Auch eine gesunde Lebensweise (Ernährung, Bewegung etc.) dient der Reduktion von Risikofaktoren.
→ II: Therapie kognitiver Symptome: Zur Beeinflussung des zellulären Sauerstoff und Glukosestoffwechsels haben sich Nootropika wie die Acetylcholinesterase-Hemmer (z.B. Rivastigmin 3-6mg/d) oder die Glutamat-Modulatoren (z.B. Memantin 10-20mg/d) etabliert.
→ III: Sekundäre Krankheitssymptome: Wie Unruhe, Depression, Angst aber auch wahnhafte Symptome sollten mit schwachpotenten, dämpfenden Antipsychotika behandelt werden. Wahnhafte Symptome sind aufgrund des veränderten zerebralen Stoffwechsels und der weiteren zumeist bestehenden Komorbiditäten nur schwer zu therapieren. Von den atypische Neuroleptika wie z.B. Risperidon oder Olanzapin ist aufgrund der erhöhten Mortalität abzuraten, vielmehr kann die Applikation eines klassischen Neuroleptikums wie z.B. Haloperidol in einer sehr niedrigen Dosis (0,5mg/d) versucht werden. Alternativ ist die Gabe von Clozapin (12,5-75mg/d) oder Quetiapin (25-100mg/d) zu erwägen.

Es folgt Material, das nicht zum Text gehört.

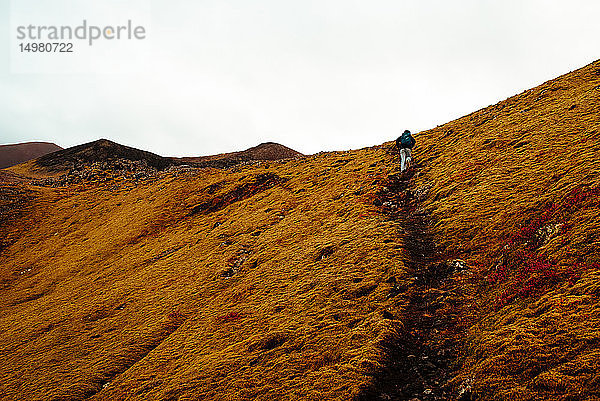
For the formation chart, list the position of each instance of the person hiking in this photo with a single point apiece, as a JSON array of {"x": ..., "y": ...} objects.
[{"x": 404, "y": 144}]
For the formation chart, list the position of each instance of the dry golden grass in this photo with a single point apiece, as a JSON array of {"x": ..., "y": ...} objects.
[{"x": 139, "y": 292}]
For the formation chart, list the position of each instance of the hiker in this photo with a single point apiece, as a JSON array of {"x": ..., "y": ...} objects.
[{"x": 404, "y": 144}]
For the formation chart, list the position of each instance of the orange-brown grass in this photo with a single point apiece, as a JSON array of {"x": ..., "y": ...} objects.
[
  {"x": 271, "y": 281},
  {"x": 218, "y": 284},
  {"x": 515, "y": 192}
]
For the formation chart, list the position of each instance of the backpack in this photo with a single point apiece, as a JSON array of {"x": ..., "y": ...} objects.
[{"x": 407, "y": 141}]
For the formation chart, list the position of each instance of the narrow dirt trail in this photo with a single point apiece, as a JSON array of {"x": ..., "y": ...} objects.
[{"x": 420, "y": 363}]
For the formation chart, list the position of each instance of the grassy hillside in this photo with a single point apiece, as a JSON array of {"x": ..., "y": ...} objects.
[
  {"x": 515, "y": 194},
  {"x": 300, "y": 279},
  {"x": 267, "y": 281}
]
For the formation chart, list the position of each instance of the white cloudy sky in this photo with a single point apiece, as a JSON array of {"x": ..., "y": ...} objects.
[{"x": 316, "y": 75}]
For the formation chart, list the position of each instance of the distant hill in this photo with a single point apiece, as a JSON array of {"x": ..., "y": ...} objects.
[
  {"x": 106, "y": 154},
  {"x": 14, "y": 154},
  {"x": 101, "y": 150}
]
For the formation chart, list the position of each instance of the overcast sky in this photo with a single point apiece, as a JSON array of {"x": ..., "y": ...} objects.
[{"x": 221, "y": 75}]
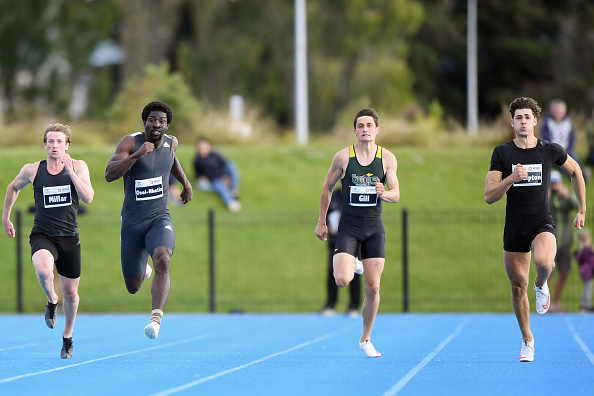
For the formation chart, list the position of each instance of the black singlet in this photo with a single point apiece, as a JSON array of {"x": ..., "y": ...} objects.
[
  {"x": 529, "y": 196},
  {"x": 56, "y": 203}
]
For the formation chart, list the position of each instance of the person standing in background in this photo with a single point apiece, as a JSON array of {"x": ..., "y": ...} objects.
[{"x": 563, "y": 204}]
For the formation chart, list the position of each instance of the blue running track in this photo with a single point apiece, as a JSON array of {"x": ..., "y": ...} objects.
[{"x": 278, "y": 354}]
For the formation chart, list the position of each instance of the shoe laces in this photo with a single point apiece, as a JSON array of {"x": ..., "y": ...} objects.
[{"x": 156, "y": 317}]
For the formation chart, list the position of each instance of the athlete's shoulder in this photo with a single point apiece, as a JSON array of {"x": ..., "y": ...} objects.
[{"x": 387, "y": 154}]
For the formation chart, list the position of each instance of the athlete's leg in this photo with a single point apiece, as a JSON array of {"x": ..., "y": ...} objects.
[
  {"x": 43, "y": 261},
  {"x": 71, "y": 299},
  {"x": 544, "y": 248},
  {"x": 517, "y": 266},
  {"x": 373, "y": 272},
  {"x": 161, "y": 282},
  {"x": 344, "y": 268}
]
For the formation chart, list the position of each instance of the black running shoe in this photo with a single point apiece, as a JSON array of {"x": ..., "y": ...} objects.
[
  {"x": 50, "y": 315},
  {"x": 67, "y": 348}
]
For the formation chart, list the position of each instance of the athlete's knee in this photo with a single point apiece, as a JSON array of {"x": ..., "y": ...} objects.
[
  {"x": 342, "y": 281},
  {"x": 546, "y": 266},
  {"x": 133, "y": 285},
  {"x": 372, "y": 290},
  {"x": 70, "y": 295},
  {"x": 518, "y": 287},
  {"x": 44, "y": 273},
  {"x": 162, "y": 259}
]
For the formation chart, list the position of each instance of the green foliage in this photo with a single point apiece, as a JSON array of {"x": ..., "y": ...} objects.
[{"x": 157, "y": 83}]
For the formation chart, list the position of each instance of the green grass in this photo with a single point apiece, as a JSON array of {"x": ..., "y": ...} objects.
[{"x": 268, "y": 257}]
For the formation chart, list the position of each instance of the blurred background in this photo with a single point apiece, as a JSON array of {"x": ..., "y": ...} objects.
[{"x": 227, "y": 69}]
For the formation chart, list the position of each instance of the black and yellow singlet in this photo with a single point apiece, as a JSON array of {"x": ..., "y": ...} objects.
[{"x": 359, "y": 197}]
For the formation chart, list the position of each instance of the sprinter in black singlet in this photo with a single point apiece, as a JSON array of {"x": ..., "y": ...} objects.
[
  {"x": 521, "y": 169},
  {"x": 145, "y": 160},
  {"x": 58, "y": 184},
  {"x": 363, "y": 169}
]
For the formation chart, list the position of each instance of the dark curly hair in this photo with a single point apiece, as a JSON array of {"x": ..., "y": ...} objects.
[
  {"x": 157, "y": 106},
  {"x": 524, "y": 103}
]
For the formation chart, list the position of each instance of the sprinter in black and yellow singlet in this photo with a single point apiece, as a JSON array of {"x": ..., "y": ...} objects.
[
  {"x": 521, "y": 170},
  {"x": 363, "y": 168},
  {"x": 58, "y": 183},
  {"x": 145, "y": 160}
]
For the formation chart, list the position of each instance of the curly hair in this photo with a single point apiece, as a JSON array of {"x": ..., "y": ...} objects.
[
  {"x": 524, "y": 103},
  {"x": 157, "y": 106}
]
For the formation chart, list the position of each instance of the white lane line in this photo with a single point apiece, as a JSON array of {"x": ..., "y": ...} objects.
[
  {"x": 220, "y": 374},
  {"x": 100, "y": 359},
  {"x": 404, "y": 380},
  {"x": 23, "y": 346},
  {"x": 580, "y": 342}
]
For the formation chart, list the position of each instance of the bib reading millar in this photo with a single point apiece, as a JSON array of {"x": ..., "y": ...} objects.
[
  {"x": 57, "y": 196},
  {"x": 534, "y": 176},
  {"x": 148, "y": 189},
  {"x": 363, "y": 196}
]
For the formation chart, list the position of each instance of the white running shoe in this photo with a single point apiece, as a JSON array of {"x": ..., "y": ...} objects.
[
  {"x": 152, "y": 329},
  {"x": 148, "y": 272},
  {"x": 527, "y": 352},
  {"x": 543, "y": 298},
  {"x": 369, "y": 350},
  {"x": 359, "y": 268}
]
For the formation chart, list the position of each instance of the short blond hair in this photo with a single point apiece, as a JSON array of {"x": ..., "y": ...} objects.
[{"x": 65, "y": 129}]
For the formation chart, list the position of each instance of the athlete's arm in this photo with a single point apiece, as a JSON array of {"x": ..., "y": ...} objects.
[
  {"x": 25, "y": 176},
  {"x": 124, "y": 157},
  {"x": 336, "y": 172},
  {"x": 393, "y": 193},
  {"x": 177, "y": 170},
  {"x": 579, "y": 188},
  {"x": 495, "y": 188},
  {"x": 79, "y": 174}
]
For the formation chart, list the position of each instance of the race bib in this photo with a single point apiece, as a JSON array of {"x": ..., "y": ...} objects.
[
  {"x": 148, "y": 188},
  {"x": 534, "y": 176},
  {"x": 57, "y": 196},
  {"x": 363, "y": 196}
]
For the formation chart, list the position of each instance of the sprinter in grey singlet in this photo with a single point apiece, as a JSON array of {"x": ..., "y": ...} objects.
[{"x": 145, "y": 161}]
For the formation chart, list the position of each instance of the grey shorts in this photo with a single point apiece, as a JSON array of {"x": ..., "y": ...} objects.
[{"x": 139, "y": 240}]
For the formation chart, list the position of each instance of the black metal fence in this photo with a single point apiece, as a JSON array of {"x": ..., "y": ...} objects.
[{"x": 436, "y": 261}]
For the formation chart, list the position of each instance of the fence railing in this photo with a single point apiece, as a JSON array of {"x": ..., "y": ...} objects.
[{"x": 436, "y": 261}]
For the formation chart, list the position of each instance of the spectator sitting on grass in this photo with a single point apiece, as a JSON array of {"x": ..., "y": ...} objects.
[{"x": 215, "y": 173}]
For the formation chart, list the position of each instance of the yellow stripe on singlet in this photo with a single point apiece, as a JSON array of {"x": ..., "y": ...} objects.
[{"x": 378, "y": 154}]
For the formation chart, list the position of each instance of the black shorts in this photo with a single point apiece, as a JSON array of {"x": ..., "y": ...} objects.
[
  {"x": 66, "y": 252},
  {"x": 518, "y": 236},
  {"x": 363, "y": 236},
  {"x": 141, "y": 239}
]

→ Klinisch-relevant: Die Benzodiazepine sind wegen der möglichen paradoxen Reaktion relativ kontraindiziert.
→ IV: Weitere Interventionen: Supportive Behandlungsmaßnahmen sind bei der vaskulären Demenz u.a.:
→ 1) Kognitives Training mit Wahrnehmungs-, Konzentrations- und Gedächtnisübungen.

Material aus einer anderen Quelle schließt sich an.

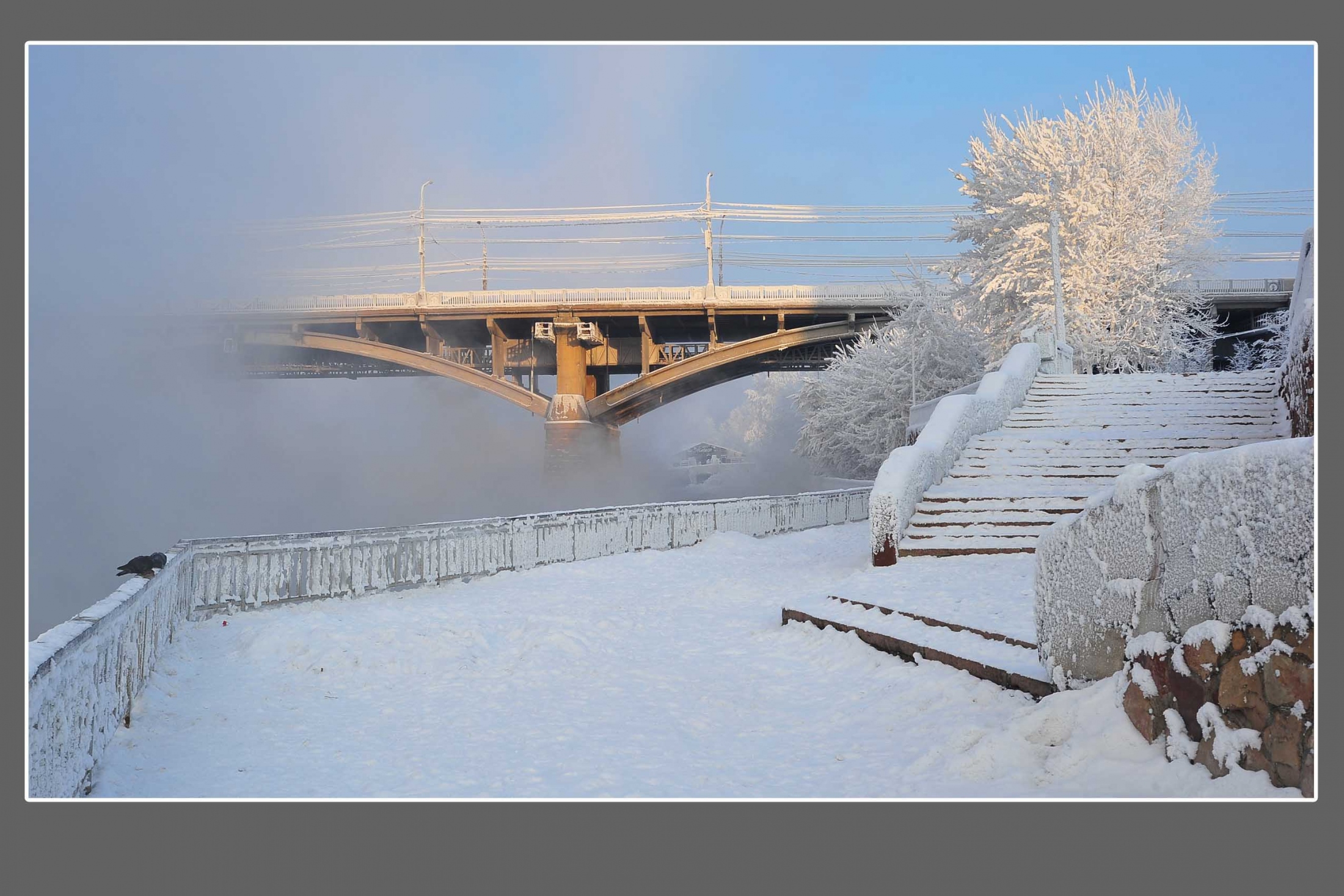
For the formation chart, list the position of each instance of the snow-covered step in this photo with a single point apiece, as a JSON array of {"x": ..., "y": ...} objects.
[
  {"x": 985, "y": 517},
  {"x": 998, "y": 661},
  {"x": 966, "y": 530},
  {"x": 990, "y": 479},
  {"x": 1027, "y": 488},
  {"x": 951, "y": 546},
  {"x": 1076, "y": 439},
  {"x": 975, "y": 503},
  {"x": 1049, "y": 470},
  {"x": 938, "y": 624},
  {"x": 1136, "y": 413}
]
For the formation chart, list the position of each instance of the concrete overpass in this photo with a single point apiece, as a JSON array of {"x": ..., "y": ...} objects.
[{"x": 668, "y": 341}]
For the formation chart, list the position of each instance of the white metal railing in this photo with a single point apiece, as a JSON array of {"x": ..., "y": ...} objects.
[
  {"x": 1264, "y": 286},
  {"x": 842, "y": 294},
  {"x": 643, "y": 296}
]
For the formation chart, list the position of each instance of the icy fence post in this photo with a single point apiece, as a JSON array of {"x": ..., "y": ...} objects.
[
  {"x": 1298, "y": 379},
  {"x": 84, "y": 673},
  {"x": 1161, "y": 553},
  {"x": 910, "y": 470}
]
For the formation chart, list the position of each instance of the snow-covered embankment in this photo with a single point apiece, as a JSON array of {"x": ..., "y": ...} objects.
[{"x": 908, "y": 473}]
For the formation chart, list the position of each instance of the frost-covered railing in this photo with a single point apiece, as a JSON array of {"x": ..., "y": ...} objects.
[
  {"x": 266, "y": 570},
  {"x": 84, "y": 673},
  {"x": 1298, "y": 382},
  {"x": 839, "y": 294},
  {"x": 908, "y": 473},
  {"x": 1203, "y": 539}
]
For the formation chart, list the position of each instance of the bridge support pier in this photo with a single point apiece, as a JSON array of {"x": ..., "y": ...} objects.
[{"x": 574, "y": 443}]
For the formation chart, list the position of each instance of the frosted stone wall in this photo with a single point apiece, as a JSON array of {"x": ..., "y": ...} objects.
[
  {"x": 909, "y": 470},
  {"x": 1164, "y": 551},
  {"x": 84, "y": 673}
]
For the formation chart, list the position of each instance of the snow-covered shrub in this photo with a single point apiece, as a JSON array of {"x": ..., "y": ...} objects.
[
  {"x": 1299, "y": 378},
  {"x": 855, "y": 413},
  {"x": 1133, "y": 190}
]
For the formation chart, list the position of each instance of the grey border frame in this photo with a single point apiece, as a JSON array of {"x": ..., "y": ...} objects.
[{"x": 655, "y": 847}]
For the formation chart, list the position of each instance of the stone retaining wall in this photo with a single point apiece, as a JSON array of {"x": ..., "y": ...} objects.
[
  {"x": 1163, "y": 551},
  {"x": 1225, "y": 695}
]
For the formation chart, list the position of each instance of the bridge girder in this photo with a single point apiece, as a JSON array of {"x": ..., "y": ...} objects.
[
  {"x": 406, "y": 358},
  {"x": 647, "y": 393}
]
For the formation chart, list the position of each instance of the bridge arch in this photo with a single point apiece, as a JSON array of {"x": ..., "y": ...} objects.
[
  {"x": 406, "y": 358},
  {"x": 723, "y": 363}
]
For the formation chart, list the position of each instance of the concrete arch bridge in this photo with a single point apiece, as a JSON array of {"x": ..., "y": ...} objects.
[{"x": 664, "y": 343}]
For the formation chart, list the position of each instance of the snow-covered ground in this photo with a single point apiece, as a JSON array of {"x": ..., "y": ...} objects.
[{"x": 662, "y": 673}]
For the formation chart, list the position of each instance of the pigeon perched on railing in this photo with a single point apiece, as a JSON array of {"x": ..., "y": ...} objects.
[{"x": 143, "y": 566}]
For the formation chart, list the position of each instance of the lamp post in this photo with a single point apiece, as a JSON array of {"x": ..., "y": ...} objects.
[
  {"x": 422, "y": 238},
  {"x": 709, "y": 235}
]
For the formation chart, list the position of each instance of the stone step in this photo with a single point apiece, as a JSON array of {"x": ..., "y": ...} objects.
[
  {"x": 964, "y": 530},
  {"x": 929, "y": 621},
  {"x": 976, "y": 503},
  {"x": 1123, "y": 414},
  {"x": 1002, "y": 663},
  {"x": 1049, "y": 470},
  {"x": 1024, "y": 519},
  {"x": 1073, "y": 439},
  {"x": 988, "y": 480},
  {"x": 964, "y": 546}
]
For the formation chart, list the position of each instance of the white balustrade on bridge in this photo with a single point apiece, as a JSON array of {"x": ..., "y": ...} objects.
[{"x": 822, "y": 296}]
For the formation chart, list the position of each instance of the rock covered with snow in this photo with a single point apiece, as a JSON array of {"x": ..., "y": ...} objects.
[
  {"x": 908, "y": 473},
  {"x": 1232, "y": 695},
  {"x": 1167, "y": 553}
]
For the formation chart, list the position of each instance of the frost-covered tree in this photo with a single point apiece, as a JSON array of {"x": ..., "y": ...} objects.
[
  {"x": 1133, "y": 190},
  {"x": 1244, "y": 356},
  {"x": 767, "y": 405},
  {"x": 855, "y": 412}
]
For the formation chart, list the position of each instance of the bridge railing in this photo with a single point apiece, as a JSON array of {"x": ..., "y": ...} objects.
[
  {"x": 836, "y": 294},
  {"x": 843, "y": 294},
  {"x": 1264, "y": 286}
]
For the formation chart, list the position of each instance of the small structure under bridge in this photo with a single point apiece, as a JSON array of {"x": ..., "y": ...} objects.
[{"x": 666, "y": 343}]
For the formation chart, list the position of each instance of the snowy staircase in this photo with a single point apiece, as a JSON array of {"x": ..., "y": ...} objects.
[{"x": 1070, "y": 437}]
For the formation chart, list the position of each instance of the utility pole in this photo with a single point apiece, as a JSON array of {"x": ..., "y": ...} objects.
[
  {"x": 486, "y": 261},
  {"x": 721, "y": 249},
  {"x": 1059, "y": 289},
  {"x": 709, "y": 235},
  {"x": 422, "y": 238}
]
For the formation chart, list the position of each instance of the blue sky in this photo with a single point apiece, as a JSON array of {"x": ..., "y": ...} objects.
[{"x": 151, "y": 156}]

→ 2) Bewegungsübungen und Sport
→ 3) Aufrechterhaltung und Förderung von Hobbys wie Lesen, Radiohören, etc. und nicht zuletzt die
→ 4) Beratung von Bezugspersonen.
→ Prognose: Die vaskuläre Demenz weist zumeist einen wechselhaft progredienten Verlauf auf und ist schwer vorhersehbar. Erfolgt eine frühzeitige und adäquate Therapie der Risikofaktoren wie arterielle Hypertonie, Herzrhythmusstörungen, Diabetes mellitus etc. ist die Prognose der zerebrovaskulären Demenz insgesamt günstiger als bei den primär-degenerativen Demenzen (Alzheimer-Typ).